Red Herring Magazine Sept 19, 2001
herring.com
[Snip] CENTILLIUM COMMUNICATIONS The first of our picks owes most of its success to its international focus. Centillium Communications (Nasdaq: CTLM), a maker of chip sets for DSL providers, has a near-total domination of Japan's DSL market. Japan's specification for DSL is subtly but crucially different than that in Europe or the United States, and Centillium has virtually a 100 percent market share for the so-called asymmetric DSL Annex C that's specific to Japanese infrastructure. Ninety-seven percent of Centillium's $120 million in trailing 12-month revenue comes from that source.
That market is still growing fast. While Japan had only 300,000 DSL subscribers as of early July, it added 110,000 in June alone. Consider, too, that South Korea has 3.5 million DSL subscribers and Japan has nearly three times the population of South Korea; the potential upside is enormous. "There's a fear of a slowdown in Japan because we've seen a slowdown in U.S. subscriptions," says Cody Acree, a senior analyst at Frost Securities. "But those fears are misguided."
Centillium draws the remaining 3 percent sliver of its revenue from a burgeoning new business, chip sets that enable the sending of voice over IP (VoIP).

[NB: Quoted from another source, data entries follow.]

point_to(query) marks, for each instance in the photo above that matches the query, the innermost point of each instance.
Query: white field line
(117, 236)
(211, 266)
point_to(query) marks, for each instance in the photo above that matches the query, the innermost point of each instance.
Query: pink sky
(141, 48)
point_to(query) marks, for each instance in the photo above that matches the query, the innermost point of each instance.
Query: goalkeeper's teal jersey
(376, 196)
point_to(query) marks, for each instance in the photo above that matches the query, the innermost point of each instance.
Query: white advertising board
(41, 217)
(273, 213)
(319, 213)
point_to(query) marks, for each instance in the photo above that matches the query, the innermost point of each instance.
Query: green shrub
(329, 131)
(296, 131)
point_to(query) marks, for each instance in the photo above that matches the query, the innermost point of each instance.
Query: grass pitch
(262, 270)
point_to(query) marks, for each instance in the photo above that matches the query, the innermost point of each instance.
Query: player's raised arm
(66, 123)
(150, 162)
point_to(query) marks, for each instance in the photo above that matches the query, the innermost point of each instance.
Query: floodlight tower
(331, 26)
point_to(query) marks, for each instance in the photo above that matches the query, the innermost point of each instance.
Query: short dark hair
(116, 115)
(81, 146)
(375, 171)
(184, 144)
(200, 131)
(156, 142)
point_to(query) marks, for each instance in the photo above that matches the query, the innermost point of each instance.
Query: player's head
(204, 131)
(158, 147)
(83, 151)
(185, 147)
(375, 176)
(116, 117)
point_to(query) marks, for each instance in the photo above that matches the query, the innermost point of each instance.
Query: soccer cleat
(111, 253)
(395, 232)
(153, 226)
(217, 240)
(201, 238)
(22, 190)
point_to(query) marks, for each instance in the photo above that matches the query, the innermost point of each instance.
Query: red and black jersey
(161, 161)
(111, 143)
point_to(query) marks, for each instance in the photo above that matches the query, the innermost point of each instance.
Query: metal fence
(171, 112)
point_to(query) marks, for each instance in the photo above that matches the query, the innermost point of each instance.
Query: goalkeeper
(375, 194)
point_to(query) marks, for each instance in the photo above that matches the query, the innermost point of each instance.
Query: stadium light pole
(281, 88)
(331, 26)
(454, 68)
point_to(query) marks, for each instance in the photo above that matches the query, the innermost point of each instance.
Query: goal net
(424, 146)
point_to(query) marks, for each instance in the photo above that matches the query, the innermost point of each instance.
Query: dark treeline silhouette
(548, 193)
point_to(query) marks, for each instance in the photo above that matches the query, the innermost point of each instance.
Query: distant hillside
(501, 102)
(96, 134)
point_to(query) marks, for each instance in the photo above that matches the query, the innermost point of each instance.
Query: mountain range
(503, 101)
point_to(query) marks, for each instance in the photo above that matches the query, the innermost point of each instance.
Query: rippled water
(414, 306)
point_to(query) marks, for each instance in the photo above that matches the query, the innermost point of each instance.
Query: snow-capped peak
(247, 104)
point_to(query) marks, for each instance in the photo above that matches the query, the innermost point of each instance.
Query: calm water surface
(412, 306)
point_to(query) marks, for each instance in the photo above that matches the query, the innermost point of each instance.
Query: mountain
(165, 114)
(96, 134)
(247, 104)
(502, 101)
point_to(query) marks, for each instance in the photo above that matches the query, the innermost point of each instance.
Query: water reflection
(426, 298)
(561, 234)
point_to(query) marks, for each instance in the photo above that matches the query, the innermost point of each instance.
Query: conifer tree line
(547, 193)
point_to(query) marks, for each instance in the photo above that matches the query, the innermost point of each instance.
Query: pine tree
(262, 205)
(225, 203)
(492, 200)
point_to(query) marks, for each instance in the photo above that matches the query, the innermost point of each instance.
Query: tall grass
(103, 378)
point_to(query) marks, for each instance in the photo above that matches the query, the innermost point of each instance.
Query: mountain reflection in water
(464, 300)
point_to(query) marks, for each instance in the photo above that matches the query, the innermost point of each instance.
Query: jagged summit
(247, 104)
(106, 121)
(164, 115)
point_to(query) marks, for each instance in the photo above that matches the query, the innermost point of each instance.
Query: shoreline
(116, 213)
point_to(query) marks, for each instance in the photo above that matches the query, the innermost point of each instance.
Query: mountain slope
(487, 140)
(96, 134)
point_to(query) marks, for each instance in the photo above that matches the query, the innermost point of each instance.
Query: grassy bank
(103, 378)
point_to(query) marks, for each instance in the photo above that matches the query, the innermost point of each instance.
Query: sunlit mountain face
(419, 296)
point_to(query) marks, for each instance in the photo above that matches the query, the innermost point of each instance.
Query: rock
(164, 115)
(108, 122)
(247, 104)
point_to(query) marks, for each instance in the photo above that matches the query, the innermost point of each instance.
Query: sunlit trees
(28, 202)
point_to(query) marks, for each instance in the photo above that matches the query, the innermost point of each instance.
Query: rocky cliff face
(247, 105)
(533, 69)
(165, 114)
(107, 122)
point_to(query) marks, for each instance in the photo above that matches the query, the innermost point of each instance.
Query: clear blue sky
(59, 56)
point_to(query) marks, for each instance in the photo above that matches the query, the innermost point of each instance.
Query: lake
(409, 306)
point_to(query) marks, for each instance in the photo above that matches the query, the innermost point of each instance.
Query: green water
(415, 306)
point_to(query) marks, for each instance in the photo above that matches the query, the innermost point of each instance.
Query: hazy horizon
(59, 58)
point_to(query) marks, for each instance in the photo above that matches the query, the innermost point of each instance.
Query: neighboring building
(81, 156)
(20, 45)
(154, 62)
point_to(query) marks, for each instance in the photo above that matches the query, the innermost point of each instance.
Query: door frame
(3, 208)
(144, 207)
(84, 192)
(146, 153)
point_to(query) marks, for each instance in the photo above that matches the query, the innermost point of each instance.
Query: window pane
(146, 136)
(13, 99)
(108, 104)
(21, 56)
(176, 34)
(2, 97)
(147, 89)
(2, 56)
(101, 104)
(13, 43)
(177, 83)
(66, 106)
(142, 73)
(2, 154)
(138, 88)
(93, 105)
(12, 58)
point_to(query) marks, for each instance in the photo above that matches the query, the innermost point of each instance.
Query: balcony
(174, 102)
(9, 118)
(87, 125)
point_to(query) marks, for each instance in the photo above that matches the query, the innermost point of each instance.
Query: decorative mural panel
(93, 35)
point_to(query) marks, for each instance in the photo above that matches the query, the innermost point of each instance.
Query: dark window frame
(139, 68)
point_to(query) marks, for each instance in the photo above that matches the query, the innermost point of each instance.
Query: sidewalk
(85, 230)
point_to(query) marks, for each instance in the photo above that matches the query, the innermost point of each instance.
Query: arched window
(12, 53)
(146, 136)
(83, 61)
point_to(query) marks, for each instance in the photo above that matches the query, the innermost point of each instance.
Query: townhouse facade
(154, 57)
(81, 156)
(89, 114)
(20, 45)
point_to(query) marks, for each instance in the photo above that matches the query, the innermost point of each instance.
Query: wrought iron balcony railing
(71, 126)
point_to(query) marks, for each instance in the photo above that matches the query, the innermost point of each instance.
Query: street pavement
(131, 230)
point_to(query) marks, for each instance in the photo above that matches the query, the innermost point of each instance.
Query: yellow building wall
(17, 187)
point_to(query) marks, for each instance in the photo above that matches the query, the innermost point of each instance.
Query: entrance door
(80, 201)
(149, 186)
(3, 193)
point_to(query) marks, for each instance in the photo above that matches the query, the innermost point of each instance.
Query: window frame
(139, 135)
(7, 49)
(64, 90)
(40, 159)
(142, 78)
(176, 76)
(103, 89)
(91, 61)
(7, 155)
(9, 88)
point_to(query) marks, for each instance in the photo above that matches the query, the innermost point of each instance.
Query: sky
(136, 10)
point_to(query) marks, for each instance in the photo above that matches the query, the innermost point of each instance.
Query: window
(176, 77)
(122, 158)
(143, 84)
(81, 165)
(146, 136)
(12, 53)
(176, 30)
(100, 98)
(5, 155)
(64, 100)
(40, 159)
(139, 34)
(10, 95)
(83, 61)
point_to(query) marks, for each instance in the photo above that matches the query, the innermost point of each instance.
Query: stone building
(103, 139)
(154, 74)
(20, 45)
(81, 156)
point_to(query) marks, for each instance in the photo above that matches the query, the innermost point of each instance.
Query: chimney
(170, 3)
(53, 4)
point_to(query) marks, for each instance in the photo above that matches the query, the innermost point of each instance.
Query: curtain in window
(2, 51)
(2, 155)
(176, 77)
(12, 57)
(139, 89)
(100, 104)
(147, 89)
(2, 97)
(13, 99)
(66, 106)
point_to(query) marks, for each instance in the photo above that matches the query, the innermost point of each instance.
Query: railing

Centillium began shipping samples of its Entropia chips a year ago, and the company expects that VoIP chip sets will make up 20 to 30 percent of its 2002 revenue -- a favorable development given the new products' higher margins. "Centillium has the most dense, high-performance technology," says Jeremy Bunting, an analyst at Thomas Weisel Partners. "It's just a question of when the next generation of equipment ramps up and the service providers upgrade."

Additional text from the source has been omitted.